Grund sind nach Angaben der Gemeinde Hövelhof Lieferengpässe
Fertigstellung des Hövelmarkts verzögert sich

Hövelhof (WB/mobl). Die Fertigstellung des Hövelmarktplatzes verzögert sich. In den vergangenen Tagen hatten Hövelhofer im Gespräch mit dem WB bereits ihre Eindrücke geschildert, wonach die Arbeiten zuletzt nicht so recht vorangegangen seien. Das bestätigte die Gemeindeverwaltung jetzt auf Nachfrage: „Leider ist es zu Lieferengpässen gekommen, sodass wir derzeit noch keinen fixen Termin zur Fertigstellung des Hövelmarktplatzes nennen können.“

Freitag, 09.10.2020, 06:00 Uhr
Vor Beginn der Umgestaltung sah der Hövelmarkt so aus. Jetzt wird neues, „sennegelbes“ Pflaster verlegt und ein neuer Brunnen gebaut. Foto: Besim Mazhiqi
Vor Beginn der Umgestaltung sah der Hövelmarkt so aus. Jetzt wird neues, „sennegelbes“ Pflaster verlegt und ein neuer Brunnen gebaut. Foto: Besim Mazhiqi

Auch das Lieferdatum für das geplante Glockenspiel stehe derzeit noch nicht genau fest. Bei einem Pressetermin zur Lieferung der so genannten Brunnenstube Anfang September hatten Bürgermeister Michael Berens (CDU) und Dennis Kleewald aus dem örtlichen Bauamt Ende Oktober als angepeilten Fertigstellungstermin genannt. Ursprünglich sahen die Planungen eine Eröffnung des neu gestalteten Platzes sogar bereits Anfang Oktober vor – denn eigentlich hätte hier am vergangenen Wochenende der Bauernmarkt im Rahmen des dann wegen Corona abgesagten Hövelmarktes stattfinden sollen.

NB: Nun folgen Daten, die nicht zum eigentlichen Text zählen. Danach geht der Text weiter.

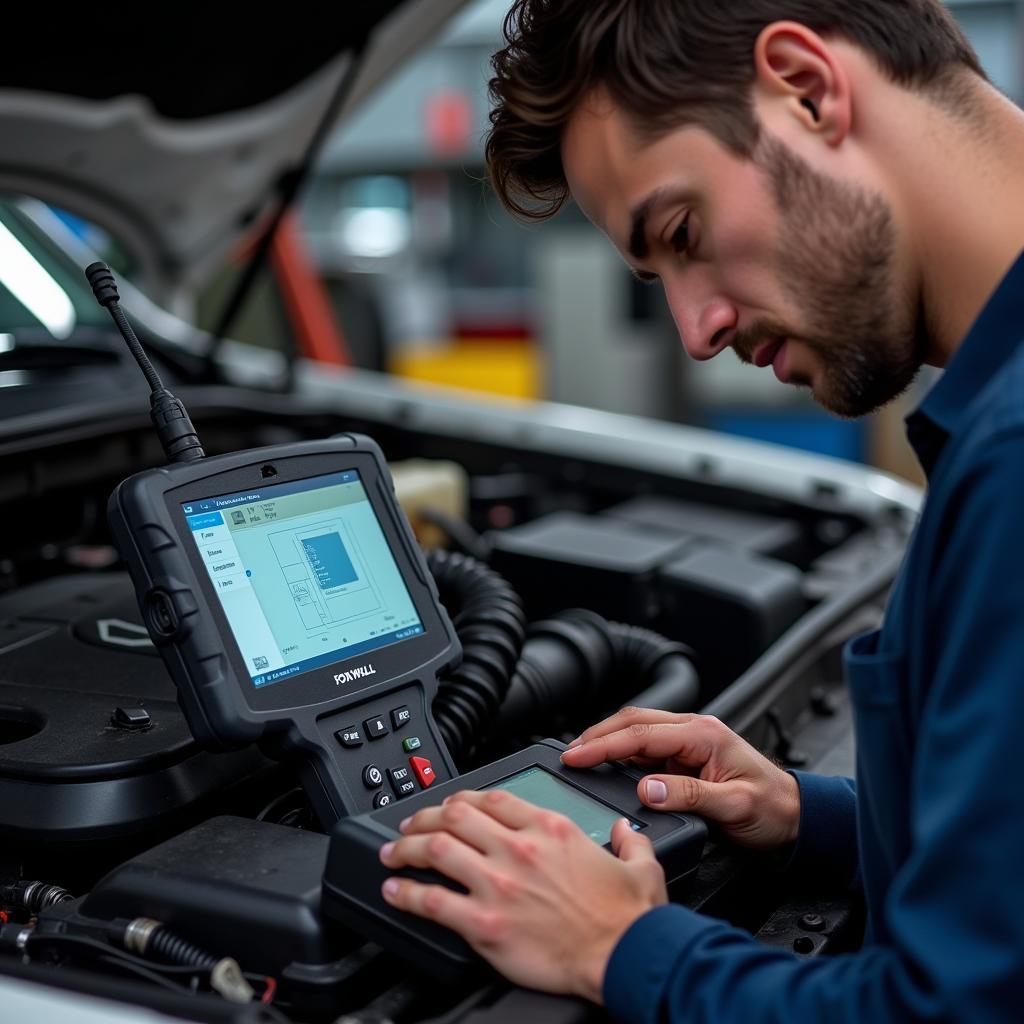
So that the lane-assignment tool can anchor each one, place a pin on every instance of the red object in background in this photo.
(316, 332)
(450, 122)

Bauarbeiten laufen seit Ende März

Die Bauarbeiten auf dem zentralen Platz hinter der Pfarrkirche St. Johannes Nepomuk laufen seit Ende März. Der Umbau des Hövelmarktplatzes ist das letzte „Puzzlestück“ in der Umsetzung des Ortskernkonzeptes 2020. Der Umbau kostet etwa 1,6 Millionen Euro, 856.000 Euro davon sind Fördermittel.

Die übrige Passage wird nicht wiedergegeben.